Они сидели лицом к лицу, стол не разделял их. И все молчали. В этом молчании угадывалось недоверие; Хагедорн ощущал воображаемое недоверие всем своим существом и, разглядывая цветы и портреты на стене и слушая, как стучит будильник, мечтал унестись подальше отсюда, где все люди новые и все вещи новые и проклятие прожитых лет не обленило их твердой корой. Когда Ротлуф подхватил оборванную нить разговора, он заговорил спокойно и неторопливо, словно принял неловкое молчание за минуту согласных раздумий. Он предложил Хагедорну подойти вместе с ним к окну. Хемпель и Эльза Поль тоже встали.
— Отсюда, — сказал Ротлуф, — можно снимать общий вид Рейффенберга. Вон «Аптека трех мавров», вон, на углу, дом булочника Кербеля, вон «Саксонский двор», вон дорога на Шмидберг и дальше, к старому спортзалу, а совсем наверху, на Юххоэ, стоит домик дорожного смотрителя. И снова люди снуют вверх и вниз — как сновали встарь…
Эх, если бы Хнльда спустилась вниз, я сунул бы в рот два пальца, да как свистнул бы… Пусть поднимет голову. Вообще-то ей не грех бы поинтересоваться, чего ради я привез такую хорошую белую муку, целых двадцать пять кило…
— …Но разве можно угадать, о чем думают эти люди? Редко, очень редко встретишь открытое лицо. Толпа оголодала, стала тупой и жадной. Когда я вернулся домой, я думал, что массы, рабочие, все эти маленькие люди будут стыдиться, искренне стыдиться…
— Ты несправедлив, Эрнст, — перебил Хемпель.
И Эльза Поль добавила:
— Не надейся, что завтра состоится демонстрация пристыженных. Справедливо одно: пристыженных так много, что их хватило бы на целую демонстрацию. Но кто стыдится, тот всегда молчит, так уж устроена жизнь.

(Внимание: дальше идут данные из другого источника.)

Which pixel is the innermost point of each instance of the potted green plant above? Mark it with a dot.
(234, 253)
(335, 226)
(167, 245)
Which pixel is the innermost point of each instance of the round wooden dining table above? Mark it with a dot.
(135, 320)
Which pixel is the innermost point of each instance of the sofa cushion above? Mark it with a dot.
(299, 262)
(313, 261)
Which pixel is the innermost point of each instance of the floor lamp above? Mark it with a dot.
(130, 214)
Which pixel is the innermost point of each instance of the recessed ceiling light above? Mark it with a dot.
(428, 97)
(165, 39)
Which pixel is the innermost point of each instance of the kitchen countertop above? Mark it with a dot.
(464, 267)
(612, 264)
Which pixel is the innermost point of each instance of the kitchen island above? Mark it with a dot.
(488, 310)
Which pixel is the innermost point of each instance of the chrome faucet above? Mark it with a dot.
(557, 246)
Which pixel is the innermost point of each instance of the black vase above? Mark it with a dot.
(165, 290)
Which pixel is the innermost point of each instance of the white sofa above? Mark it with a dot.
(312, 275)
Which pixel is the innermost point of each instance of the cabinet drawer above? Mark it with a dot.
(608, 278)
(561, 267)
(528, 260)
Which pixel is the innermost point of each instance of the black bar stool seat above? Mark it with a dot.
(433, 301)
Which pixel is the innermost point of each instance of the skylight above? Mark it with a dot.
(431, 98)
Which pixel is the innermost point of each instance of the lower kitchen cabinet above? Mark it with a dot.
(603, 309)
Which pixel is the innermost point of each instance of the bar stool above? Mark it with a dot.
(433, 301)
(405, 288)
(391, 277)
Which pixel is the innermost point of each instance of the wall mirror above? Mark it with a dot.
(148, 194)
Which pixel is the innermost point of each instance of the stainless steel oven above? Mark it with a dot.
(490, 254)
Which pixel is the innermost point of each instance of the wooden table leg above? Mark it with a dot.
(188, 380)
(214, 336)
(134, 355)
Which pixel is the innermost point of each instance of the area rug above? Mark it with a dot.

Занятные мысли у этой женщины! Может, и я поражен немотой именно потому, что мне стыдно…
— И еще я встречаю людей, — говорит Ротлуф, — у которых такой вид, будто им помелом заехали в лицо. Но, завидев меня, они начинают сиять, как медовый пряник: «Здравствуйте, господин бургомистр, вам надо бы поменьше хлопотать, господин бургомистр, отдохнуть после всех страданий, господин бургомистр, в лагере творились, наверное, такие ужасы…»
Из булочной Кербеля выходит
Ротлуф говорит:
— Господин аптекарь тоже сияет, как пряник. В войну он вел поставки на три госпиталя и изрядно нагрел руки на этом деле. У него теперь три больших доходных дома и аптека в Рейффенберге и загородный дом в Рашбахе. На днях он остановил меня на улице и давай источать елей, а потом сообщил мне, что его сыночек недавно освобожден из американского плена, но опасается вернуться домой, потому что в советской зоне бывшему офицеру угрожают репрессии. Старик не на шутку горячится из-за своего «затравленного» сыночка, вот он и зондирует почву. «Ведь, правда же, господин бургомистр, у нас не применяют никаких репрессий к бывшим офицерам? Они должны просто отметиться в комендатуре, что протекает корректно, в высшей степени корректно». — Ротлуф перестал обозревать крыши и открытый горизонт и в упор взглянул на Хагедорна. — Тебе еще не приходилось после возвращения беседовать с твоим прежним благодетелем?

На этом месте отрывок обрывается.